Dove sei? Dove sei, dove sei, dove sei, Davide, amico mio?

Riccardo avrebbe voluto afferrarlo per le spalle e scuoterlo, sperando di risvegliarlo da quello stato di catalessi nel quale sembrava essere caduto. Ma come poteva infierire su Davi quando era stato proprio lui ad ucciderlo? Sì, Riccardo sapeva di essere colpevole; era consapevole di essere stato la causa del crepacuore del suo amico perché, se lui e Matteo non avessero abbandonato i Mad, ora Davide avrebbe avuto ancora la voglia di illuminare il mondo con la sua energia.

Ed è per questo, amico mio, che devo partire per sognare l’America.

Si rendeva conto, ora, che gli addii che su cui aveva sempre fantastico erano irreali, dei semplici ghirigori romanzati, dei quadri ben dipinti ma assolutamente astratti.

Un addio non stava nel numero di lacrime che venivano versate e nemmeno significava un abbraccio disperato, no: era di più, molto di più.

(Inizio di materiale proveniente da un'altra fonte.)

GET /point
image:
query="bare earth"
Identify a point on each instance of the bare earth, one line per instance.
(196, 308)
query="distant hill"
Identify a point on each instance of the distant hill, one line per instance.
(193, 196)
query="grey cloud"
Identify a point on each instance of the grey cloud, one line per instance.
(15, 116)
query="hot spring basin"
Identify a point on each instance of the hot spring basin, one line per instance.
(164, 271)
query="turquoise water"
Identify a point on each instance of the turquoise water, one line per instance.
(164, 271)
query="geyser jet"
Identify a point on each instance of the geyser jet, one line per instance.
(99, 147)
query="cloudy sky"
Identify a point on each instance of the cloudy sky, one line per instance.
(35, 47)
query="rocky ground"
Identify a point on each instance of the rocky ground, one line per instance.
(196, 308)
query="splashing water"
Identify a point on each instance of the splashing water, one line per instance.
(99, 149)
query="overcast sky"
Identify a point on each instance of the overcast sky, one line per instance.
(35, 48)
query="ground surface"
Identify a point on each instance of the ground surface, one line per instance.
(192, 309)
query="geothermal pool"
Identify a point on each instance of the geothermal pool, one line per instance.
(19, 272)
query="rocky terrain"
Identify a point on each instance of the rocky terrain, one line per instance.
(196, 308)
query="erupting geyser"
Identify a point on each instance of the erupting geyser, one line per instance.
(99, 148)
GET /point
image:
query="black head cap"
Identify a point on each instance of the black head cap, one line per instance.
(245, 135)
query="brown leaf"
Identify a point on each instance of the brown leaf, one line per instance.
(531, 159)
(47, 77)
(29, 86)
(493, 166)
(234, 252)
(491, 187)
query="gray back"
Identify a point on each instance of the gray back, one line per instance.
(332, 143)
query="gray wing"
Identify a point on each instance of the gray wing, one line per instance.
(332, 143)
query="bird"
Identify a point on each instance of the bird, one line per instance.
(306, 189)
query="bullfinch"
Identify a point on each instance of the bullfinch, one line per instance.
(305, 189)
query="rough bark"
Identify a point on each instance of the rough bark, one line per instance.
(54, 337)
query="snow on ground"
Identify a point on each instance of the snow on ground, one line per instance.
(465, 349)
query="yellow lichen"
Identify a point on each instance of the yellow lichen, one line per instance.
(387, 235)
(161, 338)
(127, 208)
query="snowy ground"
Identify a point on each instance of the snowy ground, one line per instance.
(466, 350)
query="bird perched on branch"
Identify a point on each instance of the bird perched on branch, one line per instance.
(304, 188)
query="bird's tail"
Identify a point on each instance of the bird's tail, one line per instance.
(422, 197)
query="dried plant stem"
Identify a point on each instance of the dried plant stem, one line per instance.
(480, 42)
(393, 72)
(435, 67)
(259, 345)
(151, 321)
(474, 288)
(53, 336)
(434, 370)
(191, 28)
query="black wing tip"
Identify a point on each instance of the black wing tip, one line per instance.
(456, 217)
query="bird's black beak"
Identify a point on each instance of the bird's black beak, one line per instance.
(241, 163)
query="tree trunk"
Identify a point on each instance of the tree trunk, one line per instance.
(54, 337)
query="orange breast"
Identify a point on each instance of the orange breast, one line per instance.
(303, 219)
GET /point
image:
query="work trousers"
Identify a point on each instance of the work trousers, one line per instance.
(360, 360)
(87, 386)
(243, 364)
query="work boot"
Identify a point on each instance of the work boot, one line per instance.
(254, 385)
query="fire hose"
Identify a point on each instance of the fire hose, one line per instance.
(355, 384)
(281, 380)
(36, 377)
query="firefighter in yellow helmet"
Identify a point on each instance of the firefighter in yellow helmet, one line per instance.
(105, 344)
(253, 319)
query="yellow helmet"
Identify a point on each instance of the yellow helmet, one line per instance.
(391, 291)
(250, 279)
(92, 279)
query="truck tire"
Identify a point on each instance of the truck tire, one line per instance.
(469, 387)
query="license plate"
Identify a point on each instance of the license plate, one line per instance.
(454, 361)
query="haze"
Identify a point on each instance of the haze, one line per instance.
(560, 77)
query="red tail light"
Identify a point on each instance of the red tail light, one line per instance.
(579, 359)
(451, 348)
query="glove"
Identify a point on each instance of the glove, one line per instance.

Un addio era la fine di un ciclo e l’inizio di una nuova fase.

Addio non era semplicemente morte, dolore, sconfitta, perdita, ma anche la voglia di tentare di nuovo, riscoperta, rinascita, speranza.

Sì, perché era proprio speranza quel ronzio che Riccardo continuava a sentire dentro il suo corpo: nonostante fosse affogato nella melma, avesse toccato l’apice per poi ridiscendere nell’anonimato, il batterista aveva ancora voglia di combattere, di riprovare, perché la vita, in fondo, altro non era che porte che si sbattevano in faccia e altre che, invece, si aprivano.

E lui non aveva nessuna intenzione di fermarsi.

Diede la carta d’identità e il biglietto alla signorina che, con educazione esemplare, gli chiese di appoggiare il bagaglio sul tappetino rullante. Ricca guardò la sua valigia sparire dietro una fila di strisce in plastica, pensando che l’avrebbe ritrovata in un altro continente.

America.

Non avrebbe mai potuto scoprire se ciò che lui e Matteo stavano per fare era una pazzia oppure il giusto cambiamento. Era sicuro, però, che dovevano di nuovo imparare a sognare.

 

E questo gli bastava, perché Riccardo, Riccardo non si sarebbe mai arreso.

 

 

****

 

 

 

Riccardo e Matteo è un calcolo perfetto che dà come risultato Amore.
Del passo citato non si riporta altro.